Took these this weekend, and had to share!


----------



## Randy (Nov 18, 2002)

Shark-1


----------



## Randy (Nov 18, 2002)

My favorite of the bunch


----------



## Randy (Nov 18, 2002)

A picture of the shark tunnel


----------



## tecknik (Jul 18, 2003)

WOW!


----------



## thePACK (Jan 3, 2003)

very nice..digging the alantic green moray


----------



## Atlanta Braves Baby! (Mar 12, 2003)

i love that place!


----------



## piranha45 (Apr 8, 2003)

what type of shark is the one featured in the last pic?


----------



## Randy (Nov 18, 2002)

I was too busy gawking at the sharks and taking pictures to read the sign.









I would love to know though, because I have gotten that question a couple of times already.


----------



## piranha45 (Apr 8, 2003)

damn you....! You people are so worthle--- sorry :rasp:


----------



## StuartDanger (Aug 7, 2003)

crazy!!!

nice moray


----------



## Innes (Jan 13, 2003)

nice pics


----------



## Xenon (Nov 15, 2002)

nice pics randy.
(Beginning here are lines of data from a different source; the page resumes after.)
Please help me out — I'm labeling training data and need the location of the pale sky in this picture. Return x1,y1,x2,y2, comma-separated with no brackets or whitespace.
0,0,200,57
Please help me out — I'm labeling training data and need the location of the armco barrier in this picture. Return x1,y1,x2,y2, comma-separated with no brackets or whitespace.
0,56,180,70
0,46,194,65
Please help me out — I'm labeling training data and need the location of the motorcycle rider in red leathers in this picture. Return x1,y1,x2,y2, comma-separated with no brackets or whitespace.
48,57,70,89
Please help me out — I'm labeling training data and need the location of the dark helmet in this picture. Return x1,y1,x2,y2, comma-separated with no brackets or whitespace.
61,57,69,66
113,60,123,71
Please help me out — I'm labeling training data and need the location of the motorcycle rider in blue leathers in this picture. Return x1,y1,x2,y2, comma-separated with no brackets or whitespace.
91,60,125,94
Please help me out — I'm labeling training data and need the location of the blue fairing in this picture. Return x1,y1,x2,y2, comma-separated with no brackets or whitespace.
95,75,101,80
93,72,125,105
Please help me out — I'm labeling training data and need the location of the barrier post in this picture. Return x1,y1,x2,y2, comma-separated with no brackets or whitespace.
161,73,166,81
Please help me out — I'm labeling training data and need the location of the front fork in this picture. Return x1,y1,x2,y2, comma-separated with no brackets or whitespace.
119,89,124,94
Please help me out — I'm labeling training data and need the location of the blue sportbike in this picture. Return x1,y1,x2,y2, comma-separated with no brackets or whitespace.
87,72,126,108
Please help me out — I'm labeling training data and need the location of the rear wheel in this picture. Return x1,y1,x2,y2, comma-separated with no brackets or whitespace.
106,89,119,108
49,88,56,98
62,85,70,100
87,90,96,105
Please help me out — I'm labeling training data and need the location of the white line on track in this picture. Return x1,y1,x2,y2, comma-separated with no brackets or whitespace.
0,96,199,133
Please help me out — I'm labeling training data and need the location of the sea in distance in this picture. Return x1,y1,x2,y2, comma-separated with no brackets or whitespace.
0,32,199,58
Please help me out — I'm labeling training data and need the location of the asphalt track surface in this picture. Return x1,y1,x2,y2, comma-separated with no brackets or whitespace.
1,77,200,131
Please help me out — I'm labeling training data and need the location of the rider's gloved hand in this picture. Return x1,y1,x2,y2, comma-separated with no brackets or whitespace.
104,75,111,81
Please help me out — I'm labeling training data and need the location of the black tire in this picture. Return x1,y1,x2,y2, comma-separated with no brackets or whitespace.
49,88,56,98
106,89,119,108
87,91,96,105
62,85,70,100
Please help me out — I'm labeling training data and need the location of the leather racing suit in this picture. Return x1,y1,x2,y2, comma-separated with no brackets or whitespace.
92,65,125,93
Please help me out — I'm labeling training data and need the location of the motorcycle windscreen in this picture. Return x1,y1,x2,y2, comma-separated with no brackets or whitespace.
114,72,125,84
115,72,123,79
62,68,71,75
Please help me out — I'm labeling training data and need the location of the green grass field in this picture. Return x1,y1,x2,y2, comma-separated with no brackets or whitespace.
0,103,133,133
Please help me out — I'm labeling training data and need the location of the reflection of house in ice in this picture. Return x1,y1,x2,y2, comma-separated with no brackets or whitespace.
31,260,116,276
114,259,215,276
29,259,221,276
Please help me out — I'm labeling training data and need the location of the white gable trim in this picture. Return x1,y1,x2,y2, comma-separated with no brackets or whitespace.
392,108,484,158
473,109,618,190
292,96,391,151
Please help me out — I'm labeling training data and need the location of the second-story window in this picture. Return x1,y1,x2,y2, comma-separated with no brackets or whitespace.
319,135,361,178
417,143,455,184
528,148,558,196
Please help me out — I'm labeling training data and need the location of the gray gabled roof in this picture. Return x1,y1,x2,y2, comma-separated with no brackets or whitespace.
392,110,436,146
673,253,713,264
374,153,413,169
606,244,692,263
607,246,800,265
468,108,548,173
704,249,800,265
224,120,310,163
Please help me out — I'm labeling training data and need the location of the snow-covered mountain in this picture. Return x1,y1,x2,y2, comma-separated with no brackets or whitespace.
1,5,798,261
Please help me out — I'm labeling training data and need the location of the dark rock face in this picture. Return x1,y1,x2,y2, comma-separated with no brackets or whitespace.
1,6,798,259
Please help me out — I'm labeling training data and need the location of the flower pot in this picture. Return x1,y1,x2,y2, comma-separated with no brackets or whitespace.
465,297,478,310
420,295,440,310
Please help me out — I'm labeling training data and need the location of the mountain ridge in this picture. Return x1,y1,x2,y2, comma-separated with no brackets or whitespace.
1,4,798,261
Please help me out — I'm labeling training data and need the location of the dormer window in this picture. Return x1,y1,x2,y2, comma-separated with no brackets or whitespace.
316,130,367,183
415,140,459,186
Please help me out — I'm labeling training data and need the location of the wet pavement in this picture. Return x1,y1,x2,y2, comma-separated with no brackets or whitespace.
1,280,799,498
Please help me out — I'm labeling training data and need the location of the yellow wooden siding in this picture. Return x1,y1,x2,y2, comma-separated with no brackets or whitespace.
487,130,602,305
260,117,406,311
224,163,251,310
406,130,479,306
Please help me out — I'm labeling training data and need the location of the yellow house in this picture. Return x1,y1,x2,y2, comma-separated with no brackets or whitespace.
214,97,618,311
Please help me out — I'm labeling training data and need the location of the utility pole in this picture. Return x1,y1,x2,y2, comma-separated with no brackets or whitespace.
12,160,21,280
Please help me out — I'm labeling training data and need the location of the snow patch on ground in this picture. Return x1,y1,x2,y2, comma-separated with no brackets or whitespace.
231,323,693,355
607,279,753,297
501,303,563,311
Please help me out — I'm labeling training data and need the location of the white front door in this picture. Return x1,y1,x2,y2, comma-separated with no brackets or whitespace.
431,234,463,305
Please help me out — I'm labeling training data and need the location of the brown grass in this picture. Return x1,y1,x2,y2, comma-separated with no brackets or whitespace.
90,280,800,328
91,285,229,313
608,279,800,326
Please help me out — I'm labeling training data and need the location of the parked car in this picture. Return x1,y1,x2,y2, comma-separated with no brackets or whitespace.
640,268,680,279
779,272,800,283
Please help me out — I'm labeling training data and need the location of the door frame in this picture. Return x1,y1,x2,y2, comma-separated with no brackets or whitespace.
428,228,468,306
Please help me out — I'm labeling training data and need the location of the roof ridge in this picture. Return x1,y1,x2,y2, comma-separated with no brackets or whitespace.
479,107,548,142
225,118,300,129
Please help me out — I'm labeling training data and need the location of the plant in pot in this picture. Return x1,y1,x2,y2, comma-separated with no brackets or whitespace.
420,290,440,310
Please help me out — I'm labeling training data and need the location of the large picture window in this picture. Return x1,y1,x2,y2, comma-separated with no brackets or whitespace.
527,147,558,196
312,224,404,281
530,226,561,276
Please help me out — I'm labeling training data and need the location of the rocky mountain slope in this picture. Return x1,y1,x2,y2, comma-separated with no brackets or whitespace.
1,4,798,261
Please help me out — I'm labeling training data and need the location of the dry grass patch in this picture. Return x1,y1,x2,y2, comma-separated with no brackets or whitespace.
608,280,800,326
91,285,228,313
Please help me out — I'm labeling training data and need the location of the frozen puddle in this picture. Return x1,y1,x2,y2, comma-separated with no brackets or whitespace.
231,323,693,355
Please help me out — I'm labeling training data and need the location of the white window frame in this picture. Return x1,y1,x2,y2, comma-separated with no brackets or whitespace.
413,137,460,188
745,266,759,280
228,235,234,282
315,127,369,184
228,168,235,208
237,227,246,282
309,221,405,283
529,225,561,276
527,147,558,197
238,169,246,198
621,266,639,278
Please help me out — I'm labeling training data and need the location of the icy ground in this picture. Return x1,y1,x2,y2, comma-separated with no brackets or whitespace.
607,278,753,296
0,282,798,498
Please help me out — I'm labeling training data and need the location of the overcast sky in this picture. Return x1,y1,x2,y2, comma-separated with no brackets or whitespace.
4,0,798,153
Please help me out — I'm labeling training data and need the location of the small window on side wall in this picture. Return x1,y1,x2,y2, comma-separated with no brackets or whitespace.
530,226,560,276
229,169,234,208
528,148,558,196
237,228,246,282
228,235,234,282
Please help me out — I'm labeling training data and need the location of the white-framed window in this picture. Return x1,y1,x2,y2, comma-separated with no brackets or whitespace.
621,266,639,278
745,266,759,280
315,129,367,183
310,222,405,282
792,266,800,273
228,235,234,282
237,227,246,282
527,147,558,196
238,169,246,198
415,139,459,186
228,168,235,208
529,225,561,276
I love the fact you have roughly .0103 posts a day since you joined.


----------



## Randy (Nov 18, 2002)

What can I say? I am a lazy lazy guy.


----------



## Xenon (Nov 15, 2002)

Randy said:


> What can I say? I am a lazy lazy guy.


 IF you werent so lazy I would officially call you #2.


----------



## Randy (Nov 18, 2002)

I need to stop adding replies or my qualification for Laziest Member may be in danger!


----------



## Xenon (Nov 15, 2002)

Randy said:


> I need to stop adding replies or my qualification for Laziest Member may be in danger!
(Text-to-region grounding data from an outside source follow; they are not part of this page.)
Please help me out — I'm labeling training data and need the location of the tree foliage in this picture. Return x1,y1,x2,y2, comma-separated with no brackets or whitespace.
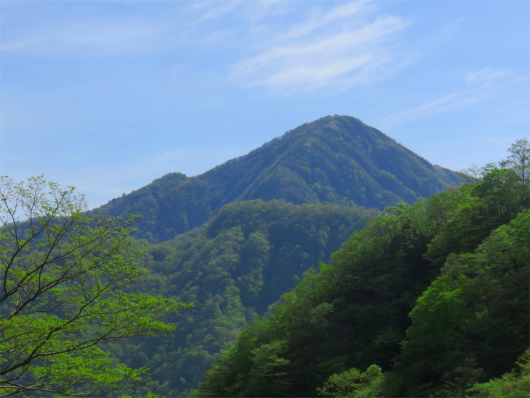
467,349,530,398
106,199,375,397
197,140,529,398
0,176,188,397
386,210,529,397
317,364,384,398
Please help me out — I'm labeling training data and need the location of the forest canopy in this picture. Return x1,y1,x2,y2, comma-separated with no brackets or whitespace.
198,139,529,398
2,138,527,397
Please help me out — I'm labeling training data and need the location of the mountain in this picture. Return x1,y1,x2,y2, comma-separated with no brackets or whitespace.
197,166,529,398
107,199,377,397
96,115,460,242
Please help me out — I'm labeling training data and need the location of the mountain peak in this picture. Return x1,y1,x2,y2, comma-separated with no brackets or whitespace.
97,116,460,242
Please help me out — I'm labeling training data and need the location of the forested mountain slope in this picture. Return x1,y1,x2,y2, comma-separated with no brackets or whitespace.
95,115,459,242
95,115,459,396
198,141,529,398
106,200,376,397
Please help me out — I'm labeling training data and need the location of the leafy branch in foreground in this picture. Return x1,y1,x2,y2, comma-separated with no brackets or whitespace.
0,176,190,397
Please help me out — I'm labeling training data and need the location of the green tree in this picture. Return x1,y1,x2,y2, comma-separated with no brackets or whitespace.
317,364,384,398
386,210,529,397
467,349,530,398
505,138,530,206
0,176,188,397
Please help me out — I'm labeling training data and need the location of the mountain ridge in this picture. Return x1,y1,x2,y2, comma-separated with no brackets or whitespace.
96,115,460,242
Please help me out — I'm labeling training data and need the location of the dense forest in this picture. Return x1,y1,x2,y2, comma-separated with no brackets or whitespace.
2,114,527,397
196,140,529,398
106,201,378,396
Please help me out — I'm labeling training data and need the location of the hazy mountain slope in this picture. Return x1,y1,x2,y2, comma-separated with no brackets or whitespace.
108,199,377,397
96,115,460,242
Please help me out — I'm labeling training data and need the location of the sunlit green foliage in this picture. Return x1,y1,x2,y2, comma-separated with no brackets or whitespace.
467,349,530,398
0,176,188,397
386,210,529,397
317,364,384,398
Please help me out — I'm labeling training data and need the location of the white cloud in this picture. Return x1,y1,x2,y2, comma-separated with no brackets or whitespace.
183,0,243,27
0,1,243,57
1,0,406,92
465,68,508,85
273,0,370,41
1,17,173,56
382,68,523,126
231,2,410,91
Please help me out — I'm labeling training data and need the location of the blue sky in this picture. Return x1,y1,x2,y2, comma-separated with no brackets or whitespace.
1,0,529,209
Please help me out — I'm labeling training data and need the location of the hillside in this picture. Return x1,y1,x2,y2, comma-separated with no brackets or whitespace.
106,200,377,396
198,147,529,398
96,115,460,242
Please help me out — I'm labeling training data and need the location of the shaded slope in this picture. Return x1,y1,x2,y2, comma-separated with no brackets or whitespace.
108,199,376,397
97,115,459,242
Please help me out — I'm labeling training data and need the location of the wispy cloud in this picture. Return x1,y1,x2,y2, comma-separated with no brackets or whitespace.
274,0,371,41
0,1,243,57
183,0,243,27
465,68,508,85
231,1,411,91
1,0,408,91
382,68,522,126
1,17,173,56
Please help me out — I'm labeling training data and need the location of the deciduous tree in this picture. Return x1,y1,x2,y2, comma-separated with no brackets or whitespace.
0,176,187,397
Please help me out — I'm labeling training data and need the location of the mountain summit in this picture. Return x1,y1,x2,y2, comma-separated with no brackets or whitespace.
97,115,460,242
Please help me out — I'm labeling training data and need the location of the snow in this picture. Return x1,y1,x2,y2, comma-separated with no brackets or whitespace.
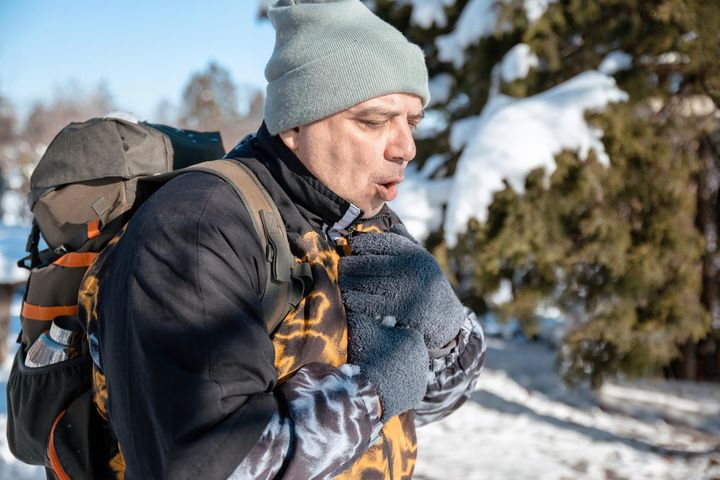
405,0,455,28
488,278,513,305
598,379,720,434
522,0,556,23
443,70,628,247
0,225,30,284
657,51,686,65
427,73,453,107
435,0,555,68
412,110,447,141
104,111,138,123
640,51,690,66
448,114,484,152
435,0,502,68
1,192,29,227
390,157,453,242
682,31,698,42
500,43,539,82
598,51,633,75
0,291,44,479
414,337,720,480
 I think user "Charlie" has you beat. Look up his info.


----------



## Xenon (Nov 15, 2002)

Charlie 
Junior Members 
Joined: 21-November 02 
Posts: 4

With all your posts today you have officially lost the title


----------



## Death in #'s (Apr 29, 2003)

dam great shark pics


----------



## hays98 (Mar 8, 2003)

i want to see that some day


----------